Armstrong’s activity falls into the category of translational biomedical research, which aims to refine laboratory discoveries in a short time period and at low cost before the discoveries undergo lengthy, costly clinical trials. A key advantage of zebrafish is their small size. Adult zebrafish can be bred by the dozens each week and experiments can be performed on the thousands of juvenile fish at little expense. Test drug compounds are simply added to the water in which the fish are living.
Purchased with money from a generous private donor, the zebrafish motion tracker system called DanioVision developed by Noldus is small enough to fit on a desk. It is capable of monitoring the movement of huge numbers of fish so that a researcher can spot signs of ALS. Drug compounds can be tested on these fish to see whether the symptoms can be stopped. Rather than having the researcher test drugs by hand one chemical at a time, the motion tracker can screen thousands of potential chemicals rapidly and in an unbiased way.

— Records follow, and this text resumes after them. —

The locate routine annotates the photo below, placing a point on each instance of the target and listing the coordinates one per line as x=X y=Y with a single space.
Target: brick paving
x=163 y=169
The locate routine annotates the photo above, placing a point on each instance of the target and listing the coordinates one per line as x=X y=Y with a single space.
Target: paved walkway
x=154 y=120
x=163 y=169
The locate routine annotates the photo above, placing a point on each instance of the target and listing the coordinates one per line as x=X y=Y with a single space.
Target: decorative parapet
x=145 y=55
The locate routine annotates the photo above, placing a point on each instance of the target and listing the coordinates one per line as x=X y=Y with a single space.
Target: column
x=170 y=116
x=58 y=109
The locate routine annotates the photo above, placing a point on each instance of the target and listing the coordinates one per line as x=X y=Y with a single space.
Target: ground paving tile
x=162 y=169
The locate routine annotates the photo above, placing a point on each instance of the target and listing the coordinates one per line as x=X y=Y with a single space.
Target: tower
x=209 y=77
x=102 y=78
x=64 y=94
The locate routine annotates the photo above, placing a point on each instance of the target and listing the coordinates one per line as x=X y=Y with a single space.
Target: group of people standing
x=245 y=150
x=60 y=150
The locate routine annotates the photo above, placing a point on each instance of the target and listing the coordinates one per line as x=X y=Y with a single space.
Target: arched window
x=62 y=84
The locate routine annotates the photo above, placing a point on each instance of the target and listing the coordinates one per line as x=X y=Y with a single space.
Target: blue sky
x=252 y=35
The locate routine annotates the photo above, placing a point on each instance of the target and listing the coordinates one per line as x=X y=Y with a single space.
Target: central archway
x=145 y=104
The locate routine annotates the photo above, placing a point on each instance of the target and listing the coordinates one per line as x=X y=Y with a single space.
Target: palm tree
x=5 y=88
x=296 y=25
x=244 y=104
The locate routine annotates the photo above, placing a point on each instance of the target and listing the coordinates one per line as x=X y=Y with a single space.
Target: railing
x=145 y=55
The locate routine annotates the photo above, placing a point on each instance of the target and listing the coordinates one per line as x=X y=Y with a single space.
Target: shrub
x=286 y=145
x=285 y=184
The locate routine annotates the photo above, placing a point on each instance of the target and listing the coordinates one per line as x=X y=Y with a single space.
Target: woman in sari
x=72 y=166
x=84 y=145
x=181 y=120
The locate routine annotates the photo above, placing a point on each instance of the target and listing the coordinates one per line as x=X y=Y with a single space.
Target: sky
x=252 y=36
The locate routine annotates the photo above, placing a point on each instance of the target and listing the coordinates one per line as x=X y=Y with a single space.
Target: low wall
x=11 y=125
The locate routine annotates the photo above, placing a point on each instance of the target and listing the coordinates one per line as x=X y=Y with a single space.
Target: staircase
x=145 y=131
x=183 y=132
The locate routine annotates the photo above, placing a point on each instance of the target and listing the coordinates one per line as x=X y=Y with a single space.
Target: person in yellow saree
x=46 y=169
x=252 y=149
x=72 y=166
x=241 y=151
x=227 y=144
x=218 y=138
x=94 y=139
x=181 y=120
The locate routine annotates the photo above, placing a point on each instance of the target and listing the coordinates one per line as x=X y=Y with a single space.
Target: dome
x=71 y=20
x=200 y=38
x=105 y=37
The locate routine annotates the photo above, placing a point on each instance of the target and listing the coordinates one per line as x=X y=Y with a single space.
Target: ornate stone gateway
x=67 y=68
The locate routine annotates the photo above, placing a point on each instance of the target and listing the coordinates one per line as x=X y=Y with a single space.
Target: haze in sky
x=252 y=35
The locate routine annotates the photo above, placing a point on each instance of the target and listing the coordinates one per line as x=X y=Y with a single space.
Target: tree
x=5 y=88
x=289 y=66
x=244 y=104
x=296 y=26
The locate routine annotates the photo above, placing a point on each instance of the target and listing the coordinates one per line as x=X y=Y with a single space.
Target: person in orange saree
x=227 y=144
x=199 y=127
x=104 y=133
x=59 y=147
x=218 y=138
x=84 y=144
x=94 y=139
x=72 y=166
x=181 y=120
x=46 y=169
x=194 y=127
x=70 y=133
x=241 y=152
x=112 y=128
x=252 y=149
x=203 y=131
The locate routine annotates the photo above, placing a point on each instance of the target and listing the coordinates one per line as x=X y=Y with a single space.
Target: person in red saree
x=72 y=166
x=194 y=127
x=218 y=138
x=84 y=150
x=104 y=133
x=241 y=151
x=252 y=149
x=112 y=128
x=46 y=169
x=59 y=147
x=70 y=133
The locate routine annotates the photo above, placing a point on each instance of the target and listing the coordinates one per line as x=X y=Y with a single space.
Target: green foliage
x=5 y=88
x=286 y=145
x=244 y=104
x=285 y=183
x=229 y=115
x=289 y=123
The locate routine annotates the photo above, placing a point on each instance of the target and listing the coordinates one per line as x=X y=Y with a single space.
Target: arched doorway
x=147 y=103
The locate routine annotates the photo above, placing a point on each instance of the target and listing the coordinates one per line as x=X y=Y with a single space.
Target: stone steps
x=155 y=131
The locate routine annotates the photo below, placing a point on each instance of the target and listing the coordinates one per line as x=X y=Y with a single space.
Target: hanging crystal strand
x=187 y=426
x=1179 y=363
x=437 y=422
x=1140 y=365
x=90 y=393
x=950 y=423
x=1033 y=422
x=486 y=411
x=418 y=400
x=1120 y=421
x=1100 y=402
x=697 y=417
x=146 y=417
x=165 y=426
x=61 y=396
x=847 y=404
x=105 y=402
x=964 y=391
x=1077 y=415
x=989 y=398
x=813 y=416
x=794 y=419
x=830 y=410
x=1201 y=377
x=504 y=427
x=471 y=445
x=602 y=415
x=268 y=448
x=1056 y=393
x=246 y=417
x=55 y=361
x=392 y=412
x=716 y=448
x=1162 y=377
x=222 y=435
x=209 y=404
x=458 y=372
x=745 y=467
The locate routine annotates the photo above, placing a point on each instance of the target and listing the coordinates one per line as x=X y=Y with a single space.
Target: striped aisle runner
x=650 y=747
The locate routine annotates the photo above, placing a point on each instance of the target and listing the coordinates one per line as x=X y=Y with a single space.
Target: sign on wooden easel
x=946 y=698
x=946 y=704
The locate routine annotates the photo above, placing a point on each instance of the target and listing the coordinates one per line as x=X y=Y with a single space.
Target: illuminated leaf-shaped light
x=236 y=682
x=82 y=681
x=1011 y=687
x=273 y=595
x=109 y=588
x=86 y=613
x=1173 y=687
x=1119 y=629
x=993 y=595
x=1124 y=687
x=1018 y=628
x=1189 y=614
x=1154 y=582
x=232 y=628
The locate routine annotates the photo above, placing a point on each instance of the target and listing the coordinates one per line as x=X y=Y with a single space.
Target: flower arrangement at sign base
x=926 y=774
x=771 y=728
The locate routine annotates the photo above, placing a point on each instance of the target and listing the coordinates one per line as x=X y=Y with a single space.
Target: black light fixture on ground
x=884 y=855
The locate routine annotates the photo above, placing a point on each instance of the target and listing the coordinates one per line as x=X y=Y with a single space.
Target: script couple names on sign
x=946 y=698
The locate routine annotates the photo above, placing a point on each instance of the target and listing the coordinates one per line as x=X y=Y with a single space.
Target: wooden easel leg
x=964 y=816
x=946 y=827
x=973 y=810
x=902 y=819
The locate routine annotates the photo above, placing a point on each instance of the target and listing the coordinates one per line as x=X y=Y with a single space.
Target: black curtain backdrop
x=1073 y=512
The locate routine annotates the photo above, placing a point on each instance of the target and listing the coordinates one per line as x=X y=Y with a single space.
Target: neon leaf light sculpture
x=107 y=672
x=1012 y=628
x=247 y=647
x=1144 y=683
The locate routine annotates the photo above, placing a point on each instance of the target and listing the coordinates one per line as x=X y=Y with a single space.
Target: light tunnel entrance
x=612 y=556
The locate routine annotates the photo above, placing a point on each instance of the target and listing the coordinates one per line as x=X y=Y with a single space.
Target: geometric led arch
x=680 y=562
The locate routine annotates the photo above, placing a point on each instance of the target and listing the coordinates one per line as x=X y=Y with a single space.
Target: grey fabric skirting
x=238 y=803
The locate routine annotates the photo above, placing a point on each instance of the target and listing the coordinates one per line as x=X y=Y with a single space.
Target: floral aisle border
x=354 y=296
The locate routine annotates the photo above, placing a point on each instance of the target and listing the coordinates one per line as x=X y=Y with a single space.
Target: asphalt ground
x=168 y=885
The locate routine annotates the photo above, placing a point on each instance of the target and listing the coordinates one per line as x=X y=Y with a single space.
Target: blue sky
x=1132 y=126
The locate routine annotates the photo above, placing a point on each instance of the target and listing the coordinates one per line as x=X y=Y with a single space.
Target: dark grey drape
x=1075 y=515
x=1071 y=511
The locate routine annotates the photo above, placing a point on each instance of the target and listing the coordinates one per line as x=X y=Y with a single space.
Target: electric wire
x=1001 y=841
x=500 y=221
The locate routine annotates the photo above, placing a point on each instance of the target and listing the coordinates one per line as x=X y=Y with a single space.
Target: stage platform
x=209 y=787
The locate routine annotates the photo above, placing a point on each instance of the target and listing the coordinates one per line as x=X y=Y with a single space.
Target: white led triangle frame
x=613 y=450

“I have different ALS models because we know at this point of about 35 different genes that are involved in ALS, causing different defects at the cellular level. Although ALS manifests symptoms similarly among patients, the cellular defects can be very different from one patient to the next. So in our models, our test drugs target different things.”
“ALS remains a relentlessly progressive and devastating disease. But considerable advances have been made and these discoveries have opened the door to innovative approaches to the study of cellular defects that arise in ALS. This gives us hope.”